Prevention and long-term treatment of bronchial asthma in children aged 2 years and older: to control day and night symptoms of the disease;
Relief of allergic rhinitis symptoms in children aged 2 years and older.
In general, Singulaire® is well tolerated. Side effects are usually mild and mild. as a rule, they do not require drug withdrawal. The overall incidence of adverse events during treatment with Singulair® is comparable to that of placebo.
Children aged 2 to 5 years with bronchial asthma
573 patients aged 2 to 5 years participated in clinical trials of Singulair®. In a 12-week placebo-controlled clinical trial, the only adverse event (AES) assessed as drug-related occurred in >1% of patients treated with Singulair®, and more often than in the placebo group, was thirst. The differences in the frequency of this AE between the two treatment groups were statistically insignificant.

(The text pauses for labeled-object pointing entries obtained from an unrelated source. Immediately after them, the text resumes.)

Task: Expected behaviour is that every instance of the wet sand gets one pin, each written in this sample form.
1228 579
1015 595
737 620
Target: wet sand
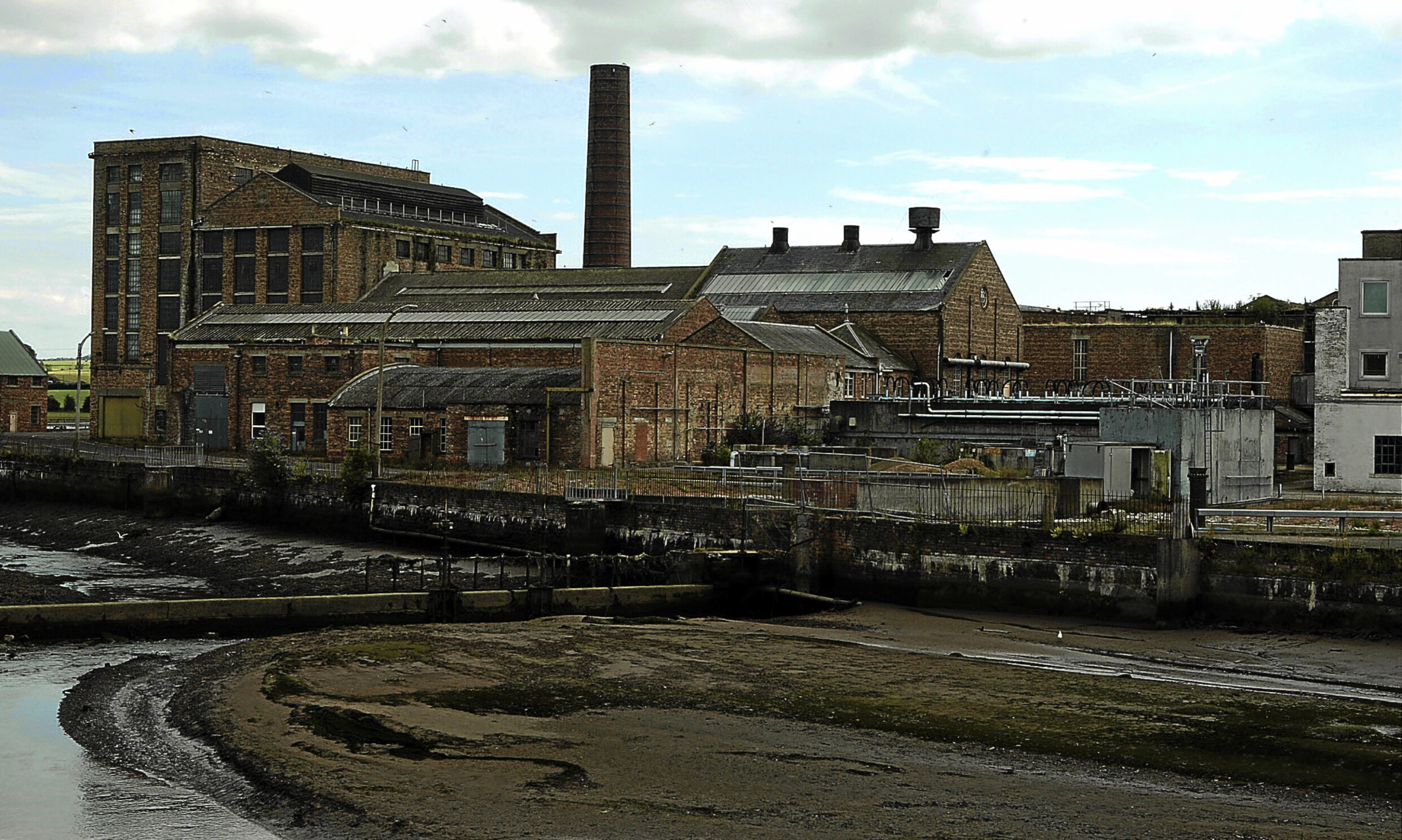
839 726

A total of 426 patients aged 2 to 5 years were treated with Singulair® for at least 3 months. 230 patients were treated for 6 months or longer, and 63 patients were treated for 12 months or longer. With longer treatment, the AES profile did not change.

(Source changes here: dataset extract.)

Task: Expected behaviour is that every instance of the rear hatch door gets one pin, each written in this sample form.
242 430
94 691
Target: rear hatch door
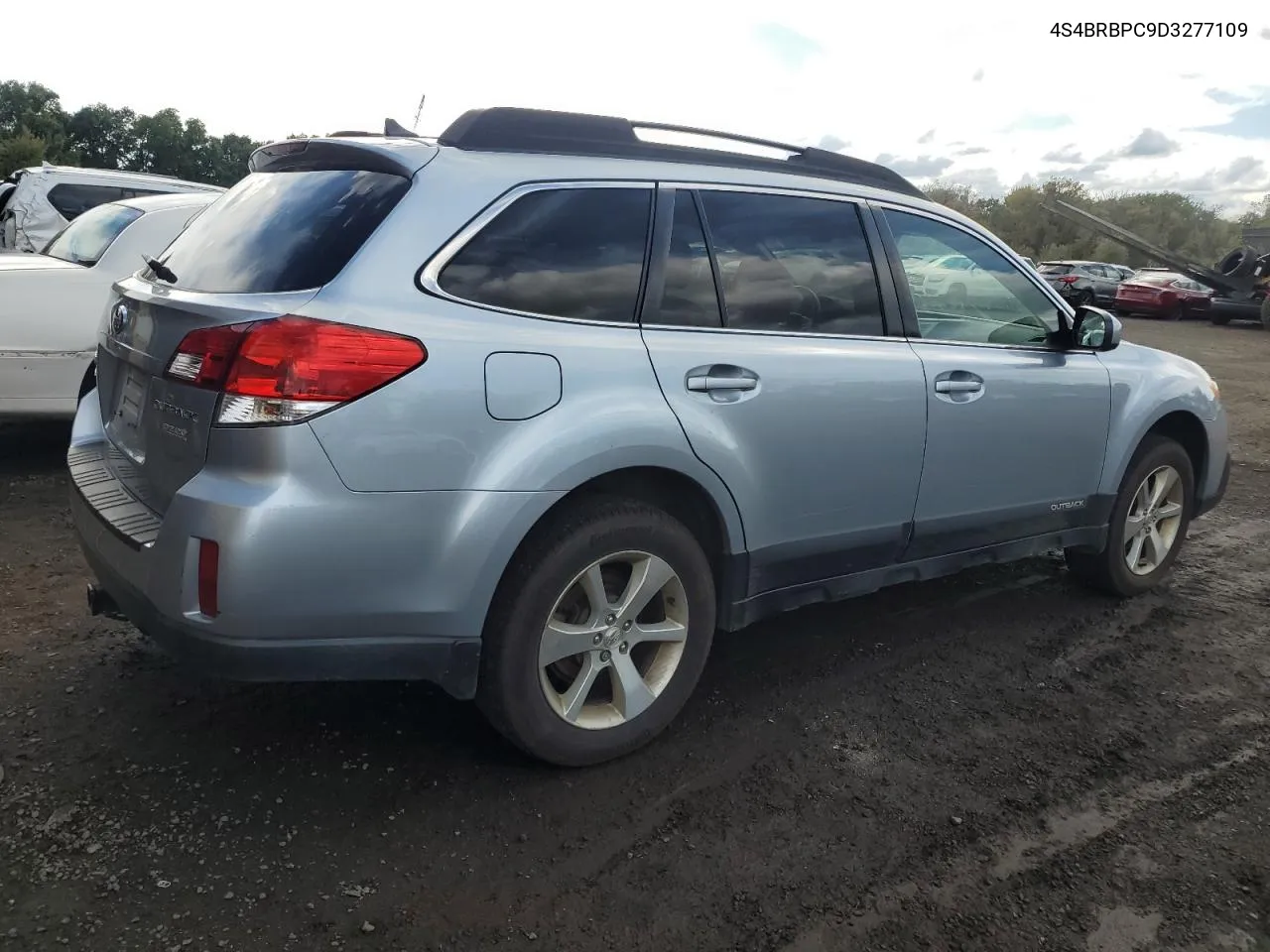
263 250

Children aged 2 to 14 years with seasonal allergic rhinitis
280 patients aged 2 to 14 years participated in a 2-week placebo-controlled clinical trial using Singulair® for the treatment of seasonal allergic rhinitis. Singulair® was taken by patients once a day in the evening and was generally well tolerated, the safety profile of the drug was similar to that of placebo.
No AES were reported in this clinical trial. which would be considered drug – related, would be observed in ?1% of patients treated with Singulair® and more often than in the group of patients taking placebo.
Children aged 6 to 14 years with bronchial asthma
The safety profile of the drug in children was generally similar to that of adults and comparable to that of placebo.
In an 8-week placebo-controlled clinical trial, the only AES assessed as drug-related, occurring in >1% of patients treated with Singulair® and more often than in the placebo group, was headache.
The difference in frequency between the two treatment groups was statistically insignificant. In studies evaluating the growth rate, the safety profile in patients of this age group corresponded to the previously described safety profile of Singulair®. With longer treatment (more than 6 months), the AES profile did not change.
Adults and children aged 15 years and older with bronchial asthma
In two 12-week placebo-controlled clinical trials with a similar design, the only AES assessed as drug-related were observed in patients with the same type of cancer. ?1% of patients treated with Singulair®, and more often than in the placebo group, had abdominal pain and headache.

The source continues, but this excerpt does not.